More general delays include labor and material shortages due to COVID-19 and water infiltrating the subsurface of the site, Phillips said.
“Once we started digging down from the foundation we couldn’t find the source of that water,” Phillips said. “And we couldn’t stop it. And we had to, because it could be an underground stream which we know we have, we actually had to stop or redesign — we call it shoring to make sure that the ground stays where it is and won’t move — we had to redesign that shoring.”
The water affected geotechnical reinforcements, Philips said. The University submitted plans to their construction company for new shoring involving concrete but needed to wait for the contractor’s approval before construction could move on.
Chu wrote the extent of the delay was not known until after the publication of the October Graphic article.
Early on in the construction, Phillips said, workers found a pipe which was not on any of the University’s landscape plans, and most likely dated back to when the Malibu campus was built in 1972. The pipe was made with transite, a building material that contains asbestos, a potentially hazardous substance.
“You have to go through a lot of regulations and protocols to keep everybody safe,” Phillips said. “And that added weeks and weeks so the list goes on and on. It’s been a disaster, but those are the main reasons for this delay.”
Pepperdine’s agreement with the county and its neighbors regarding limited working hours, Chu wrote, have made it difficult to make up the time lost to delays.
Firestone Fieldhouse will continue to act as a fitness center until construction is completed, Phillips said.
Effects of the Delays
These delays will cause an increase in cost due to the increased construction time, Phillips said.
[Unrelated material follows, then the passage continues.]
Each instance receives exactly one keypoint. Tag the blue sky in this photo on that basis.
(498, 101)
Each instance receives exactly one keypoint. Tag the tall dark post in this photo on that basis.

“We always carry contingency in our budget because there’s going to be unexpected things, in particular things in the subsurface,” Phillips said. “So, these really haven’t materially changed the cost. There’ll be some increases but our team is very, very diligent about holding our contractors to their contract and reviewing anything that they charge us.”
Phillips said the delay has not changed the overall plans for the building.
“We’re keeping the exact same scope,” Phillips said. “It’s going to be 5000 square feet, which is like double what our one is now. And the windows and the restroom. All that is still part of the scope.”